We have the President of the United States gleefully deriding the mainstream media as pedlars of lies and propaganda. Print journalism in the United Kingdom has stretched so far to the left and right, that the centre ground is now a news wasteland where people like me wander blinking and weary, searching for any kind of indisputable truth, wondering where it all went so wrong.
In times like these, one need look no further than the BBC for an exercise in the futility of trying to defend impartiality against the caterwaul of indignant noise from all quarters. Press neutrality is now just a cosy fireside memory of serious fellows with starch collars, Brylcreamed hair and public school vowels calmly describing the invasion of Poland in between the county cricket scores and the shipping forecast.

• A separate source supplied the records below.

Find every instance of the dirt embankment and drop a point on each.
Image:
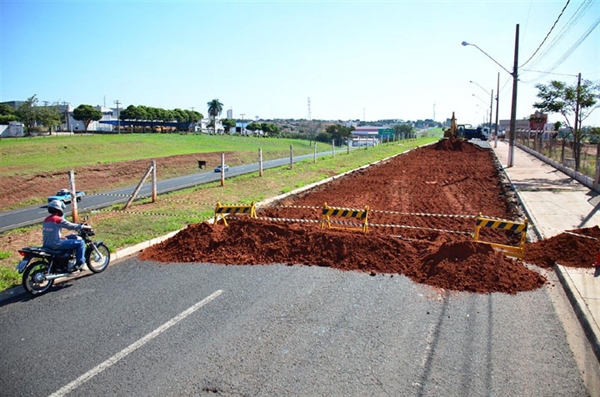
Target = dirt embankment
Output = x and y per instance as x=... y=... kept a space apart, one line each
x=452 y=178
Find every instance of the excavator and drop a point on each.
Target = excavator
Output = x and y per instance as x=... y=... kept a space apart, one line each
x=462 y=132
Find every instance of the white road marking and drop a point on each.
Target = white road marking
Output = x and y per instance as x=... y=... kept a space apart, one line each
x=131 y=348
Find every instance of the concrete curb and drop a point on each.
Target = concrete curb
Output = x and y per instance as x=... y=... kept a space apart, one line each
x=591 y=329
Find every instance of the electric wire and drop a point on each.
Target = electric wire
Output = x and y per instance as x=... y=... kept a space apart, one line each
x=547 y=34
x=562 y=34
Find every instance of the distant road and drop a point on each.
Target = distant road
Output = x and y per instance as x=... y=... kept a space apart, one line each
x=36 y=214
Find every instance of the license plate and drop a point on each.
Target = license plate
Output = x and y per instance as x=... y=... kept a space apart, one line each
x=22 y=264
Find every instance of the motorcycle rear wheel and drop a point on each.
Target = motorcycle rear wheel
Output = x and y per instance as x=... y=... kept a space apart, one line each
x=97 y=259
x=34 y=278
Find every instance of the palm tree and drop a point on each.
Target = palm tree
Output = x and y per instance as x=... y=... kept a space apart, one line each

For me, everything came into sharp focus last week when the Prime Minister was involved in an embarrassing altercation at Whipps Cross hospital - where an exasperated man accused the government of bleeding the NHS dry and leaving his seriously-ill daughter in an understaffed ward.
The BBC’s estimable political editor, Laura Kuenssberg pulled out her phone and started tweeting: The PM’s in trouble here, she said. He’s like a “rabbit in the headlights”. Too right he is. Over the last several days I remember having watched her following Johnson around like some sort of sceptical Eye of Sauron: Always there with the difficult questions. Eyebrow permanently arched, that familiar lip curl set firmly to “Yeah right, mate...”
OK, she is no particular fan of Jeremy Corbyn, either. And I have to say that makes me admire her all the more. She’s fair. She’s balanced. She’s an equal opportunities news rottweiler. If anyone can sniff out some sense in all this, it is good old Laura K.
But then she made the fatal error of trying to add a little colour to the story, and inadvertently fell head first into a snarling frenzy of public indignation. She outed the angry father as a Labour activist - and pointed her million followers in his direction.
“Outrage!” yelled the left. “Leave the poor man alone!” “What have his politics got to do with it?!” “Typical BBC Tory bias!” “PM’s poodle!” “LAURA OUT! LAURA OUT!”
Having watched Kuenssberg’s output earlier in the week, I was astonished. You can’t tell me that you genuinely believe the BBC are cosying up to the government at the moment? She is out there DESTROYING Boris every night! She has him in her back pocket. It’s like Stuart Broad and David Warner all over again: The PM groping around for the right words, as she rips into him from round the wicket. A forlorn, floppy-haired mess. He must be sick of the sight of her.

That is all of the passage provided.